As the New Zealand Rugby Union president Russ Thomas read out the 26 names, the reactions were easy to read.
In Brent Anderson's case, it was a galling experience.
There was an Anderson named, but not him.
He had been sitting at a table of four players. The other three heard their names read out.
Then the chosen 26 eased away to mingle among themselves, slap each other's backs and enjoy a Fanta or two long into the night.
Anderson was left sitting on his own at a table, head in hands for what must have seemed an eternity. For a time, there was nowhere to hide.
It was uncomfortable viewing from the back of the room that night.
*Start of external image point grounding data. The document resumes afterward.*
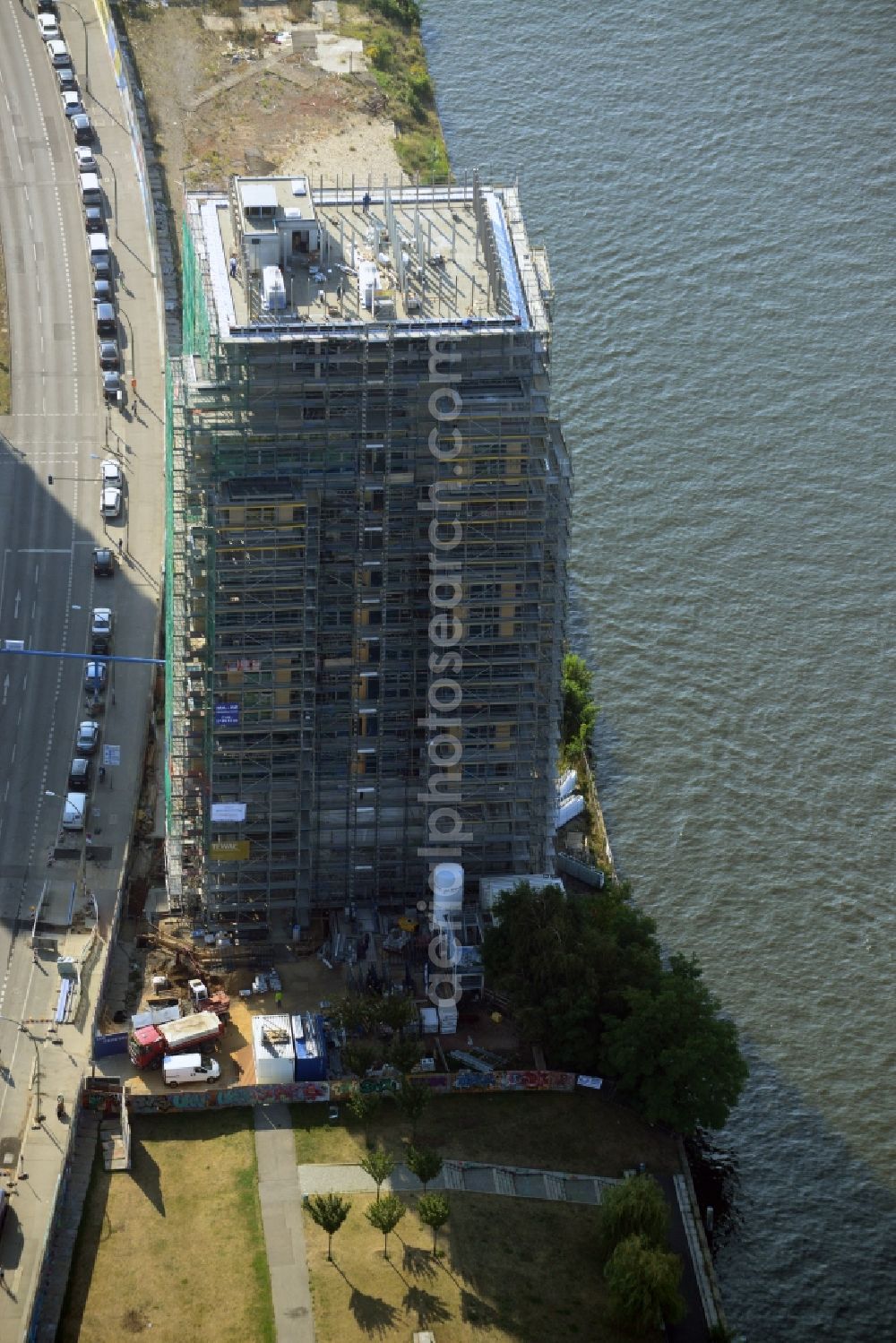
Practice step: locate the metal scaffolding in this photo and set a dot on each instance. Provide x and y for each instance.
(303, 461)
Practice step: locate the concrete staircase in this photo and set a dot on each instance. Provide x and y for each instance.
(62, 1243)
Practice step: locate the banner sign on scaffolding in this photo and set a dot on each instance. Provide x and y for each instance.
(228, 812)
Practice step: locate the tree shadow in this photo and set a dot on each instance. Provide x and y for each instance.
(429, 1308)
(144, 1170)
(418, 1261)
(373, 1313)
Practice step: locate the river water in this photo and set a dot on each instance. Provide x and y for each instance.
(715, 185)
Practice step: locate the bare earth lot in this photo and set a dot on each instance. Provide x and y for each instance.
(320, 124)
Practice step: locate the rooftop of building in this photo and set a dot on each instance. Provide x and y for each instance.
(280, 255)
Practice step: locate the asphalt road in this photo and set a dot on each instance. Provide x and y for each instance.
(61, 427)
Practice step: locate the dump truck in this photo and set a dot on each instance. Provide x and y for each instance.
(148, 1045)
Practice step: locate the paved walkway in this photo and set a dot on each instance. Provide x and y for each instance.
(281, 1203)
(462, 1176)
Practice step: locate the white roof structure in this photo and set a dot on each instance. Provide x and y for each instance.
(258, 195)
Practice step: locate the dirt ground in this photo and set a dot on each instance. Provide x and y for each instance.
(281, 116)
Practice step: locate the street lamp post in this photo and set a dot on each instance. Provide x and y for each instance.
(37, 1060)
(115, 187)
(83, 24)
(134, 357)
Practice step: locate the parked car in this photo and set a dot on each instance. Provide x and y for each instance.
(58, 53)
(110, 501)
(107, 323)
(99, 255)
(110, 473)
(101, 619)
(82, 128)
(112, 385)
(48, 27)
(85, 160)
(96, 676)
(104, 563)
(80, 774)
(88, 737)
(109, 353)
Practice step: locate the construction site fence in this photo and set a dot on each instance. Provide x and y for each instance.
(306, 1092)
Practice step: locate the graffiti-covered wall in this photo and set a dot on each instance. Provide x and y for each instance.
(441, 1084)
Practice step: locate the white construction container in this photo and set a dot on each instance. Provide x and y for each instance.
(493, 887)
(273, 1049)
(273, 289)
(447, 893)
(568, 810)
(368, 281)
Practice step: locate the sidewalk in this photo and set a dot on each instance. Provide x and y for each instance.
(281, 1200)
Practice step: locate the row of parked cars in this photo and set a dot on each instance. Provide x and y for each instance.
(93, 203)
(96, 677)
(81, 771)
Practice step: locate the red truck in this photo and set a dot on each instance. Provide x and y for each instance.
(150, 1044)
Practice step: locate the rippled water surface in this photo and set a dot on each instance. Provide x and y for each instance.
(715, 185)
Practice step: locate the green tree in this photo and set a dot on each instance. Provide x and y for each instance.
(379, 1166)
(633, 1208)
(425, 1163)
(354, 1012)
(384, 1216)
(363, 1106)
(397, 1012)
(673, 1055)
(643, 1284)
(567, 962)
(403, 1055)
(435, 1210)
(413, 1101)
(358, 1057)
(328, 1211)
(579, 710)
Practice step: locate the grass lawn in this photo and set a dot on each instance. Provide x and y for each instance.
(4, 340)
(579, 1132)
(175, 1244)
(509, 1270)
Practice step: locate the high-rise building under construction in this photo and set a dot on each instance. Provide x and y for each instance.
(368, 508)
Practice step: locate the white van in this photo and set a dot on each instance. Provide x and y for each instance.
(90, 190)
(99, 255)
(74, 812)
(99, 245)
(179, 1069)
(58, 53)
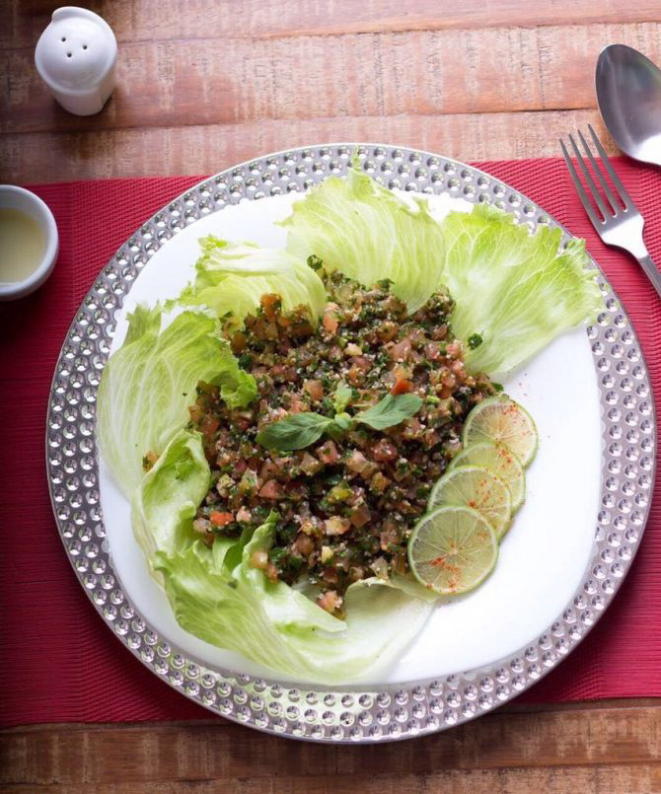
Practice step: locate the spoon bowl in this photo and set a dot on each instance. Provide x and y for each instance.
(629, 95)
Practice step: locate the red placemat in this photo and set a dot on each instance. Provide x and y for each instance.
(60, 663)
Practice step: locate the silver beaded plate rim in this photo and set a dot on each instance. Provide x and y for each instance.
(344, 714)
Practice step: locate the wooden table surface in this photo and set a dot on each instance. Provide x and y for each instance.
(203, 85)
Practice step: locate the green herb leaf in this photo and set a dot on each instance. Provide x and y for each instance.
(390, 411)
(342, 397)
(294, 432)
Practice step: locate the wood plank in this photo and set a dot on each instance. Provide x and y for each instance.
(256, 19)
(230, 81)
(45, 157)
(212, 750)
(640, 779)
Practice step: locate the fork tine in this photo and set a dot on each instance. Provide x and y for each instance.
(626, 200)
(596, 222)
(588, 178)
(609, 193)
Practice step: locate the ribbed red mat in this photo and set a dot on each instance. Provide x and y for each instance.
(59, 662)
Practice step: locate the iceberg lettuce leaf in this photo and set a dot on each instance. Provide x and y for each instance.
(232, 277)
(217, 596)
(164, 506)
(368, 233)
(517, 290)
(148, 384)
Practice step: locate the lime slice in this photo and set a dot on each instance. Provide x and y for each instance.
(499, 460)
(477, 488)
(452, 550)
(501, 419)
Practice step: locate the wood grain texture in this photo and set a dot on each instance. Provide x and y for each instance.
(234, 81)
(138, 20)
(572, 750)
(203, 85)
(160, 151)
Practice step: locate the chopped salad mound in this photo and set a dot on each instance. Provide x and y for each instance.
(278, 426)
(345, 504)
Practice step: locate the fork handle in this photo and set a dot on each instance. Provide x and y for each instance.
(651, 271)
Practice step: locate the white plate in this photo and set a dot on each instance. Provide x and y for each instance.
(561, 564)
(542, 559)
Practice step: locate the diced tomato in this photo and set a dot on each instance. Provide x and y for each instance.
(355, 376)
(314, 388)
(357, 461)
(271, 490)
(239, 467)
(208, 426)
(297, 405)
(196, 412)
(327, 453)
(271, 304)
(401, 351)
(360, 516)
(402, 386)
(269, 470)
(219, 519)
(363, 363)
(239, 341)
(330, 321)
(309, 464)
(454, 348)
(384, 451)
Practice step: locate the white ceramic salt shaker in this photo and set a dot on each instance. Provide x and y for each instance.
(76, 57)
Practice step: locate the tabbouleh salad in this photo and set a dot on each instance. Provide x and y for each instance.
(347, 503)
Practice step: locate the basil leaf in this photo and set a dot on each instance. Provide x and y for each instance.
(294, 432)
(342, 397)
(390, 411)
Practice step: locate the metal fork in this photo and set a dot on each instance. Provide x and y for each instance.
(622, 227)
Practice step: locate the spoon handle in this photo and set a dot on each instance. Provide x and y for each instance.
(651, 271)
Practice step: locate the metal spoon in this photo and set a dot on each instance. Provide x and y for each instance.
(629, 96)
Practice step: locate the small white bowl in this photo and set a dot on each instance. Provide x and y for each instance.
(12, 197)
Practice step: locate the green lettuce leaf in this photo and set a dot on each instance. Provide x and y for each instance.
(164, 506)
(148, 384)
(216, 595)
(232, 277)
(369, 234)
(516, 290)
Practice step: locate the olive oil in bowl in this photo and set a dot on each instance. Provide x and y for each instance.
(22, 245)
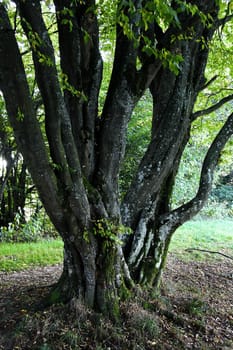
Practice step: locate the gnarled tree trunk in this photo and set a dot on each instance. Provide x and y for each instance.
(75, 164)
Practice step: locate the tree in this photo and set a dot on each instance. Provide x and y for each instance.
(160, 46)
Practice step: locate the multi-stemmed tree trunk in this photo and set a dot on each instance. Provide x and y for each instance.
(75, 163)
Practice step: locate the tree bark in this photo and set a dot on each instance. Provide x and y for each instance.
(75, 163)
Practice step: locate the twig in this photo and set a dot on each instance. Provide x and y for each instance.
(209, 251)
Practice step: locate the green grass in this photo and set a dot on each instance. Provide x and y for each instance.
(214, 235)
(20, 256)
(209, 234)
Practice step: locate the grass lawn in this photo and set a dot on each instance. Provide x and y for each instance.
(213, 235)
(20, 256)
(209, 234)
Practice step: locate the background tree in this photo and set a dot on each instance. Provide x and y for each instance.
(160, 46)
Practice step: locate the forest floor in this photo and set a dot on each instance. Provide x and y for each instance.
(194, 310)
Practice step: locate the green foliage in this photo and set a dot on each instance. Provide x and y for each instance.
(138, 137)
(109, 231)
(67, 86)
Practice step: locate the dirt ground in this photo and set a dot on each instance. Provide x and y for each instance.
(194, 310)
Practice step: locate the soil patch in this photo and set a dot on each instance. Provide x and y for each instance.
(194, 310)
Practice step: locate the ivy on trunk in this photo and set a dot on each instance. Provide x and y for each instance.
(74, 156)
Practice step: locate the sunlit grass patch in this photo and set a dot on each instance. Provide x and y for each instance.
(20, 256)
(209, 234)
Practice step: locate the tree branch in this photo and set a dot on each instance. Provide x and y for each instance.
(212, 108)
(208, 83)
(185, 212)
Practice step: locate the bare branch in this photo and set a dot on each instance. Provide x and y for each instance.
(208, 83)
(212, 108)
(185, 212)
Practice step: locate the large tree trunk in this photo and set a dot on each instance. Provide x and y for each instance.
(75, 163)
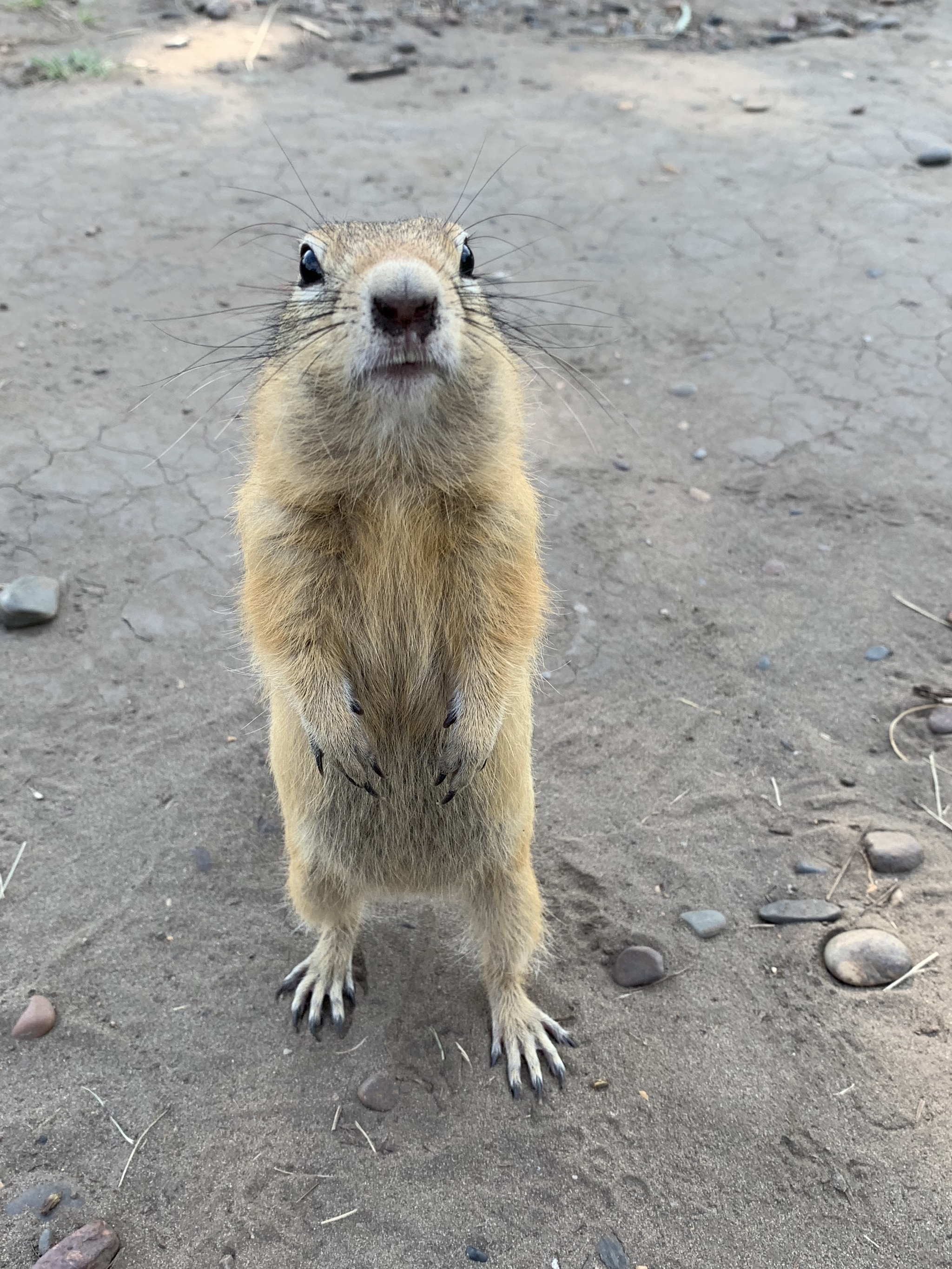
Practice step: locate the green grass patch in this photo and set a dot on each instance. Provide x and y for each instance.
(78, 63)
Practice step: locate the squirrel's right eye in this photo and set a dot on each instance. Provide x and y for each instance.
(311, 270)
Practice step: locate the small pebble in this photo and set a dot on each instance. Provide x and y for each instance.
(204, 861)
(94, 1247)
(638, 966)
(30, 602)
(866, 958)
(935, 158)
(379, 1092)
(36, 1019)
(705, 922)
(893, 852)
(611, 1253)
(941, 721)
(878, 653)
(789, 912)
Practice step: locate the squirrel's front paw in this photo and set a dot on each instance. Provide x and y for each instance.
(464, 753)
(341, 743)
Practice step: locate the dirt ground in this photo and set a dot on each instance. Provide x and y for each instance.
(757, 1113)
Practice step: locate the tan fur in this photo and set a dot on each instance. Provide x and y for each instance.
(391, 559)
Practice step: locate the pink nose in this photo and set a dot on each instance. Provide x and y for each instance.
(405, 314)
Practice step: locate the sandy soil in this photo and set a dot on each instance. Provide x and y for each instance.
(725, 1135)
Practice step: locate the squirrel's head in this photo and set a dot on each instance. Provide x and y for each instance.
(389, 311)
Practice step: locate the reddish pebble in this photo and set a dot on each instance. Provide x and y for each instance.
(36, 1019)
(94, 1247)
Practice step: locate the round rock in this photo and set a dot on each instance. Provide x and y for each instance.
(866, 958)
(379, 1092)
(790, 912)
(638, 966)
(36, 1019)
(937, 157)
(893, 852)
(705, 922)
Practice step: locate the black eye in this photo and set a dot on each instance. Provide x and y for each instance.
(311, 271)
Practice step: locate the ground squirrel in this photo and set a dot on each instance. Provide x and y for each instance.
(394, 599)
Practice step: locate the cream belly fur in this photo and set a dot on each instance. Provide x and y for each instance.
(394, 601)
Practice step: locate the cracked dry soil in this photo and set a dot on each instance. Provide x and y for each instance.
(724, 1135)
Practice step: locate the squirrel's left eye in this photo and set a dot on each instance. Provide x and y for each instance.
(311, 270)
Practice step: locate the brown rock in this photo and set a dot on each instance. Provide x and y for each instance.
(36, 1019)
(866, 958)
(94, 1247)
(379, 1092)
(893, 852)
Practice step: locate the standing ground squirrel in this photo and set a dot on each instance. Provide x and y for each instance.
(394, 601)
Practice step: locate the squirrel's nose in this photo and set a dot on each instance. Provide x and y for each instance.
(404, 312)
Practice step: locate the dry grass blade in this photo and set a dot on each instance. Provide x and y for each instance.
(909, 974)
(906, 714)
(922, 611)
(139, 1143)
(362, 1131)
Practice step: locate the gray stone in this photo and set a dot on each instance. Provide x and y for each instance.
(638, 966)
(893, 852)
(866, 958)
(30, 601)
(611, 1253)
(789, 912)
(379, 1092)
(705, 922)
(941, 721)
(878, 653)
(936, 157)
(757, 449)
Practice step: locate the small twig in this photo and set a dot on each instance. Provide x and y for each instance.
(141, 1139)
(941, 820)
(357, 1124)
(841, 873)
(906, 714)
(343, 1216)
(9, 876)
(346, 1051)
(261, 37)
(922, 612)
(911, 972)
(936, 785)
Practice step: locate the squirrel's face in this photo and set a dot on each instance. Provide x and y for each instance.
(389, 309)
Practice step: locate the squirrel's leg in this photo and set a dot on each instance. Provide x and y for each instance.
(506, 914)
(328, 971)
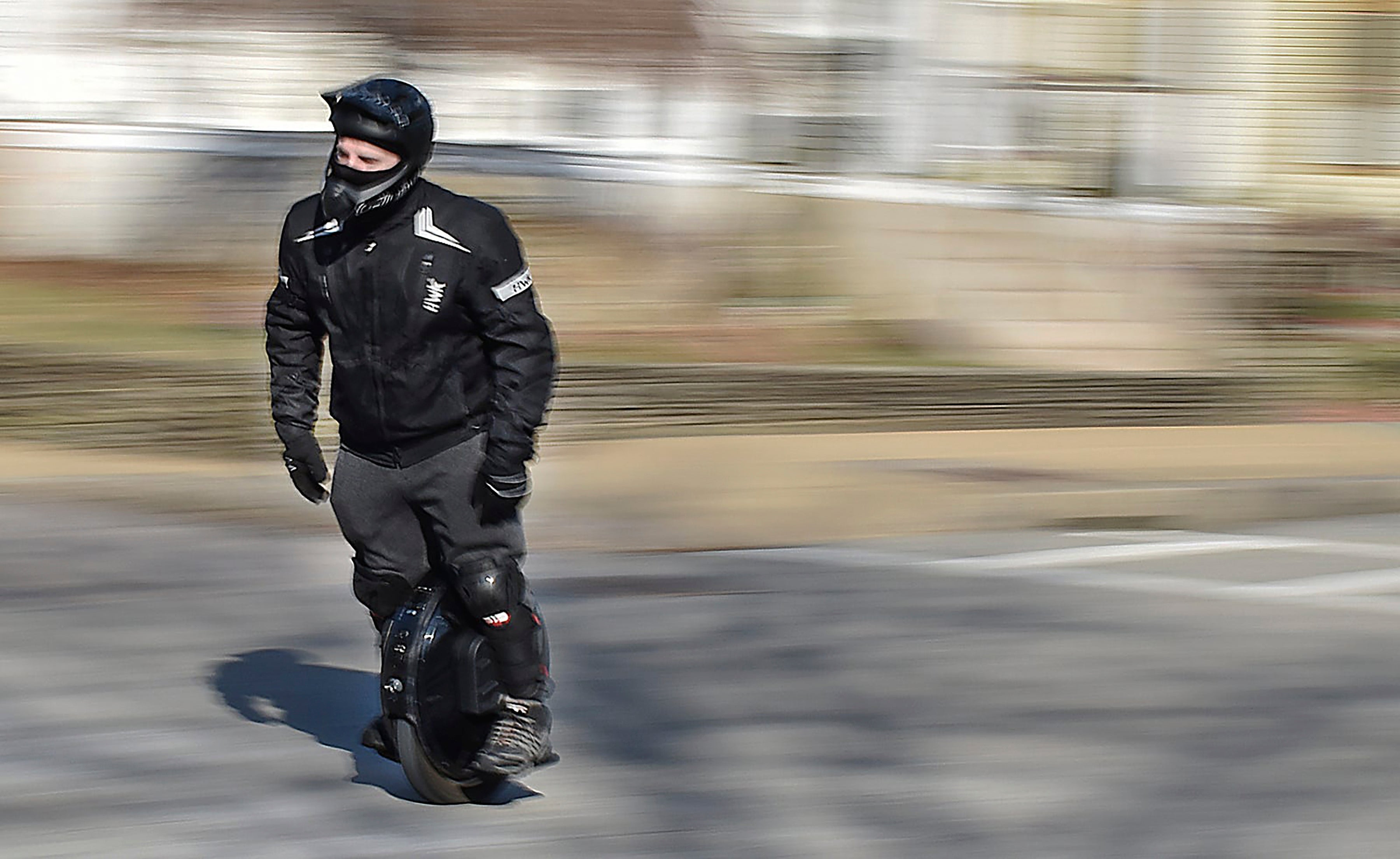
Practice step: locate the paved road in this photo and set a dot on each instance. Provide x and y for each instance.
(177, 690)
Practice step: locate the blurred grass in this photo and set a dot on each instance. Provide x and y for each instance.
(103, 310)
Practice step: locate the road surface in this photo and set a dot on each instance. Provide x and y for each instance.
(195, 690)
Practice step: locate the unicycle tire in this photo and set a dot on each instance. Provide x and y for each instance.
(430, 784)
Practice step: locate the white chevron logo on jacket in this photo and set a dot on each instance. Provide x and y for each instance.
(425, 229)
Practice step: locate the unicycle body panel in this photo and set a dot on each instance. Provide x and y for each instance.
(439, 693)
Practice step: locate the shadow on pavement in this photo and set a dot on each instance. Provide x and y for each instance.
(332, 705)
(329, 704)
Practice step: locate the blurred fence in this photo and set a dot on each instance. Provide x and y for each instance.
(1078, 185)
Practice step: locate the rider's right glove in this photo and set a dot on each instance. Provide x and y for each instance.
(500, 496)
(304, 464)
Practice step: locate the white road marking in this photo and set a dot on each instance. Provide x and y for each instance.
(1367, 581)
(1055, 567)
(1133, 552)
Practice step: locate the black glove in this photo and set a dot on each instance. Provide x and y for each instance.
(306, 465)
(499, 497)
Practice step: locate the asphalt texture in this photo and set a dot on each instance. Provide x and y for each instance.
(174, 689)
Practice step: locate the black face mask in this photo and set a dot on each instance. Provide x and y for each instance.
(349, 192)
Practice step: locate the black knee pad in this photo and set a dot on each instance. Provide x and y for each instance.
(380, 592)
(492, 590)
(497, 598)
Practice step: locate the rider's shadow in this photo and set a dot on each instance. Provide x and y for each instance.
(329, 704)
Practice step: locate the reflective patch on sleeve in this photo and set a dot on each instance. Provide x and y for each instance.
(514, 286)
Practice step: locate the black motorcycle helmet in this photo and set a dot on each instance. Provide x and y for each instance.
(385, 112)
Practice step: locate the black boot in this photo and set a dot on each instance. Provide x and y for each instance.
(518, 742)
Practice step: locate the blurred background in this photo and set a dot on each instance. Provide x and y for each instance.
(1153, 210)
(1147, 250)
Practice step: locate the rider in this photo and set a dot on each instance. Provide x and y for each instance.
(443, 370)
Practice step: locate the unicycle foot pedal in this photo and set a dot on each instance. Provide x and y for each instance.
(378, 738)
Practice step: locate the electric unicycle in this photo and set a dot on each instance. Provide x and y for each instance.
(439, 696)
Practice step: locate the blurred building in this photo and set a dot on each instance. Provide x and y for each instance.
(1034, 180)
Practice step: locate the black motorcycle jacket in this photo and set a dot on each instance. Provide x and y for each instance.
(433, 326)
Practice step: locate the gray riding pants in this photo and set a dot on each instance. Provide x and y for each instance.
(401, 522)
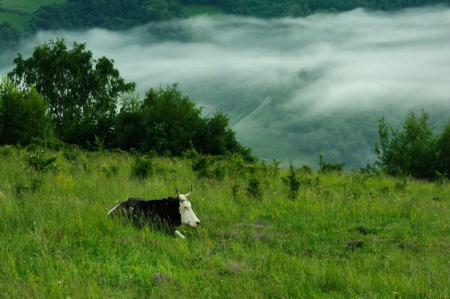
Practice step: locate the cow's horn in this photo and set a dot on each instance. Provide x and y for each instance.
(192, 189)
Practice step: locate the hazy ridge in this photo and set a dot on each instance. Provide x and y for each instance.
(293, 87)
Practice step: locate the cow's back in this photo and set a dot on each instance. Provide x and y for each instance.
(159, 212)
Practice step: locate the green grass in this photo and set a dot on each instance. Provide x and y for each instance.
(193, 10)
(25, 6)
(345, 236)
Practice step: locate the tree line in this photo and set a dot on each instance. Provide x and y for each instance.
(64, 96)
(61, 94)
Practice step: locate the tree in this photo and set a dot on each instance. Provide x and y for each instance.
(412, 151)
(23, 115)
(171, 120)
(443, 146)
(82, 93)
(168, 122)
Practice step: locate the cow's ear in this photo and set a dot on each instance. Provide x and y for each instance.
(178, 194)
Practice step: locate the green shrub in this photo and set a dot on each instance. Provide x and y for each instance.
(142, 168)
(254, 188)
(39, 162)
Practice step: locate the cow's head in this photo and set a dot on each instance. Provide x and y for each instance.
(187, 214)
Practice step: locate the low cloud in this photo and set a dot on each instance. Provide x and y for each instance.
(357, 60)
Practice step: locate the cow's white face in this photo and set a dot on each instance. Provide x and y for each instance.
(188, 216)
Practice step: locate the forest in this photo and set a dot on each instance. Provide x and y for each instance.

He, and others who'd fancied their chances, were inconsolable.
That memory remains vivid and now, for players like Liam Messam, Sitiveni Sivivatu and Hosea Gear, who could all put up solid cases for inclusion, it will be time to examine the events of the past couple of days.
What did they do wrong? Could they have done any more? All sorts of thoughts will be burning through their minds. But at least they're doing it out of the public gaze. They can put their heads in their hands in the privacy of their homes.
No wonder that 1987 exercise has never been repeated on that scale.
"Our thoughts are with them," Graham Henry said of that overlooked group yesterday. "We hope they're handling this as well as they can."
If the 1987 exercise was repeated now, you'd have a director urging the camera crew "find me some tears".
So be thankful for small mercies.
There are always winners and others in these situations. Sometimes it's better to leave the rejected to find a quiet space of their own.